2024-03-19

PAUL METZGER: raga zoink! (extended edition)

Ein geheimes Handlungspapier in der Schublade meines Vertrauens skizziert ein grob geplantes Projekt, welches sich mit einer Performance auf einem präparierten Banjo beschäftigt. So wollte ich zwar nicht reich, aber immerhin berühmt werden in abseitigen Zirkeln, die sich mit dunkler, primitiver Musik beschäftigen. Zwar kann ich kein Banjo spielen, ja ich beherrsche auch ansonsten kein Instrument, aber das wollte ich dann schon lernen.

Dann entdeckte ich Paul Metzger, US-amerikanischer Banjo- und Gitarrenspieler aus Saint Paul, Minnesota, der meinen Plan augenblicklich zu Staub zerfielen ließ. Metzger spielt auf einem 21-saitigen prepaired and modified banjo (und auf einer heavily modified acoustic guitar) eine dermaßen virtuose, klirrende und von allen Ketten befreite Raga-delia, dass mir augenblicklich klar wurde, dass ich noch nicht mal in drei Leben auch nur annähernd in die Nähe dieser Kunst kommen würde. Mir blieb nur die Möglichkeit, in Windeseile alles an mich herantragen zu lassen, was dieser Mann auf Trägermedien veröffentlicht hat.

Paul Metzger spielt und zerrt und schlägt das ins Heute, was andere Spieler wie John Fahey, Jack Rose, Sandy Bull oder Peter Walker aus amerikanischen und indischen Einflüssen entwickelt haben. Ganz typisch für Metzger: Ein Gleiten und Stocken des Stroms. Die meist sehr langen Tracks entwickeln sich oft zu Stop-And-Go-Ragas, die ihren Weg kurz in kontemplativere Szenen finden oder in die Resonanz des Klangkörpers, wenn Metzger ihn mit der flachen Hand schlägt. Dann wieder zieht das Tempo schwindelerregend an, ein Motiv schält sich heraus, es taucht verändert auf und ab. Faszinierend ist, wie Metzger ständig sucht und sucht – und wenn er etwas findet, das es ihm Wert erscheint, schmeckt er diesen Fund durch, er sucht also selbst noch in dem, was er findet, etwas Neues, Besseres, Aufregenderes.
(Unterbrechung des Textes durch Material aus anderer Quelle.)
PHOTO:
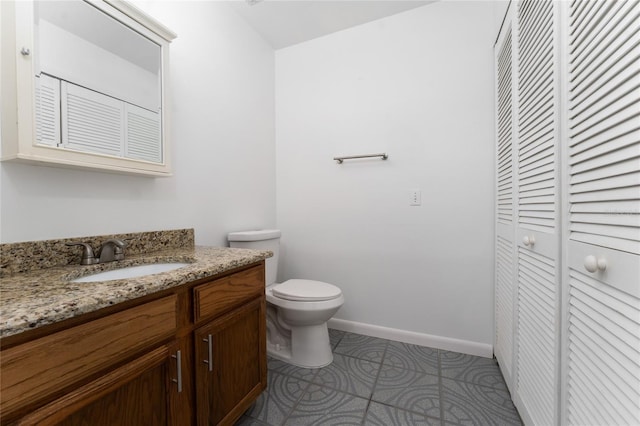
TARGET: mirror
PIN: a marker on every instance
(98, 83)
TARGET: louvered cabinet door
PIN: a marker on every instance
(91, 121)
(601, 382)
(504, 250)
(47, 110)
(537, 230)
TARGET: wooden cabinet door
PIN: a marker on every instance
(137, 393)
(230, 363)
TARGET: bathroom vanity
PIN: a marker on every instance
(185, 347)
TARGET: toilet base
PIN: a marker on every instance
(308, 347)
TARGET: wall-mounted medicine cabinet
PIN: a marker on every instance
(85, 84)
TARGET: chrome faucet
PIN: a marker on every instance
(111, 250)
(88, 258)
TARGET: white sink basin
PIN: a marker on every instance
(130, 272)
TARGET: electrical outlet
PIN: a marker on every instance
(415, 197)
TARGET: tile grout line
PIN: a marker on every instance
(295, 405)
(375, 382)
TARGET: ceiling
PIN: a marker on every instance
(284, 23)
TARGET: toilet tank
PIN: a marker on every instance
(265, 239)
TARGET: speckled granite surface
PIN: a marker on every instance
(32, 255)
(44, 296)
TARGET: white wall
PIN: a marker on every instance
(222, 77)
(419, 86)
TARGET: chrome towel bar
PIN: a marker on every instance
(383, 156)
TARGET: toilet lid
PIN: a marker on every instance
(306, 290)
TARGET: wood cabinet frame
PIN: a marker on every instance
(140, 342)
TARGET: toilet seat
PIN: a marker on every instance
(306, 291)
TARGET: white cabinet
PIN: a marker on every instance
(602, 294)
(85, 84)
(568, 211)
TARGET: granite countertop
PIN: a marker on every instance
(33, 299)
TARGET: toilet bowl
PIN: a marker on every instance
(297, 309)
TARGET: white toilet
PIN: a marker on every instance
(297, 310)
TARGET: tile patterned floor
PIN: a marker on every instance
(381, 382)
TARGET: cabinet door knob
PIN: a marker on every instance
(528, 240)
(178, 380)
(209, 360)
(594, 264)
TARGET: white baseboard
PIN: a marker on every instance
(439, 342)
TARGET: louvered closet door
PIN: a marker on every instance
(602, 347)
(537, 230)
(505, 272)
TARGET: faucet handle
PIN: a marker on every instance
(88, 257)
(118, 247)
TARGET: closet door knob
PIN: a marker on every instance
(594, 264)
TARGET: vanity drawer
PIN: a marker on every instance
(32, 371)
(216, 297)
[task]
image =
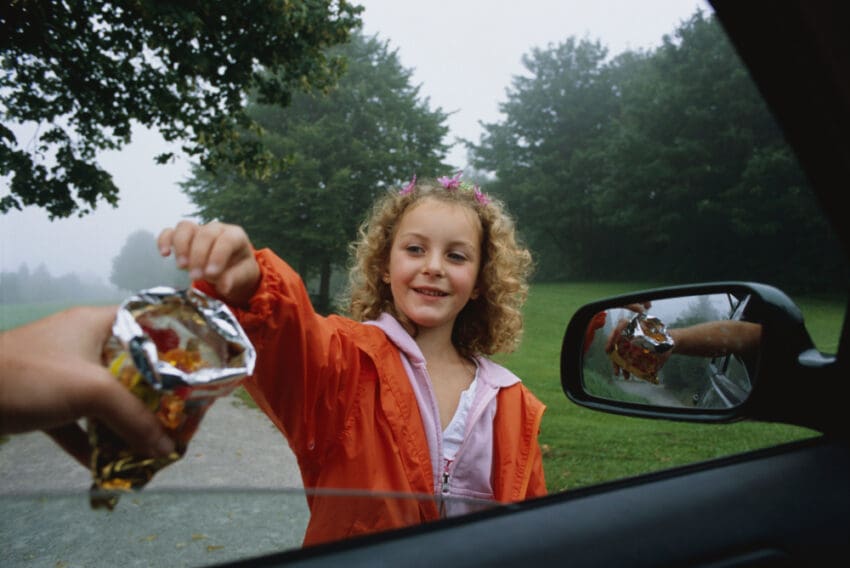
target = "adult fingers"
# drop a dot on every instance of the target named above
(128, 417)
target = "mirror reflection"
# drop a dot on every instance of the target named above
(693, 351)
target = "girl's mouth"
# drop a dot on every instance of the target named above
(429, 292)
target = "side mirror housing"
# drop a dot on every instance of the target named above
(714, 352)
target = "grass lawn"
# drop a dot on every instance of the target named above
(583, 447)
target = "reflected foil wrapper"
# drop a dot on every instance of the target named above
(178, 351)
(639, 347)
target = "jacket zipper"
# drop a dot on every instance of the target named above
(444, 488)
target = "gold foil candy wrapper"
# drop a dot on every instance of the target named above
(178, 351)
(640, 346)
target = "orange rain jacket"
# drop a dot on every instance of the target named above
(338, 391)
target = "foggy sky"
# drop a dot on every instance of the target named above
(463, 52)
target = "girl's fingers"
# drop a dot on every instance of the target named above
(181, 242)
(203, 241)
(229, 249)
(163, 241)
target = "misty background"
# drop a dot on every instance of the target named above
(462, 54)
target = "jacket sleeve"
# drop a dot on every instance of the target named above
(537, 480)
(306, 368)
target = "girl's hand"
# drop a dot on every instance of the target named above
(216, 252)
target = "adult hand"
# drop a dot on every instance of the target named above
(51, 375)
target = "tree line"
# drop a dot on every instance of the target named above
(663, 165)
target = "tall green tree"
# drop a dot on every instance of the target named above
(84, 71)
(697, 170)
(544, 151)
(342, 150)
(139, 265)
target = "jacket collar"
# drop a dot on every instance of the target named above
(492, 374)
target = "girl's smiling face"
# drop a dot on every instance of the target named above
(434, 262)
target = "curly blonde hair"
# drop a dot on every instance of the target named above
(490, 323)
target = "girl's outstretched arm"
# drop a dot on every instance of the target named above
(216, 252)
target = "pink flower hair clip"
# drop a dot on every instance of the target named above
(453, 183)
(480, 196)
(408, 189)
(450, 183)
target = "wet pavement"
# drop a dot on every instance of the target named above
(234, 494)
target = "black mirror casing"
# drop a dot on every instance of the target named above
(777, 395)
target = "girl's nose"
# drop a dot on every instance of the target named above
(434, 265)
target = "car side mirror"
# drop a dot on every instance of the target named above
(712, 352)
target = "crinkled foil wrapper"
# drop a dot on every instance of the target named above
(640, 345)
(178, 351)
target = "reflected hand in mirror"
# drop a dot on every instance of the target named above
(720, 349)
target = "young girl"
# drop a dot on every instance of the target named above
(400, 397)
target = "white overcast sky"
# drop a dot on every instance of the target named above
(463, 53)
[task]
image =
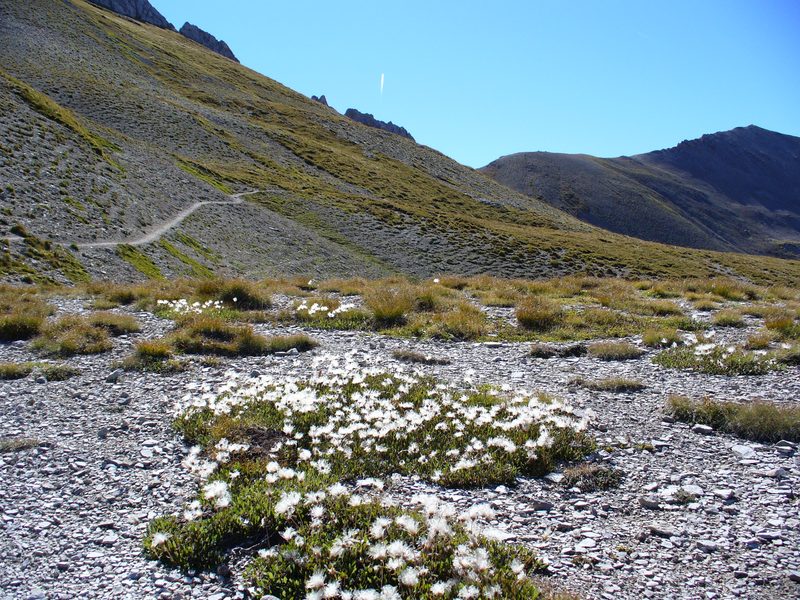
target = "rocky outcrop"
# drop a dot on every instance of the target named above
(370, 121)
(141, 10)
(193, 32)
Dass Metzger von gänzlich unelitärem, dem Hässlichen nicht abgeneigten Punk und seinen freieren Ensemble-Spielarten wie Free- und Post-Rock kommt, ist seiner Musik immer anzumerken. Das macht sie weitgehend resistent gegen Verkopfung. Metzgers Musik hat stattdessen immer einen Körper, der gefordert wird, der sich auf dem Erreichten nicht ausruhen kann. Wird es zu bequem, knallt Metzger einen „Hallo wach!“-Akkord rein, der schmerzt und im Ohr sirrt. Dann wieder wird eine sanftere Fährte gelegt, bei der man aber nie sicher sein kann, welche Kreatur an ihrem Ende warten wird. Eine enorm spannenden Musik ist das.

Am Besten finde ich Metzgers Forschungen, wenn er sie auf seinem 21-saitigen Banjo begeht. Der harte, metallische Klang wird durch die Extrasaiten in tausend schnarrende Zwischentöne zerplittert. Ein Sound, vollständig gegen Kitsch gewappnet, zerlegt die Traditionen des Instruments in improvisierte, aber durchaus wiedererkennbare Einheiten.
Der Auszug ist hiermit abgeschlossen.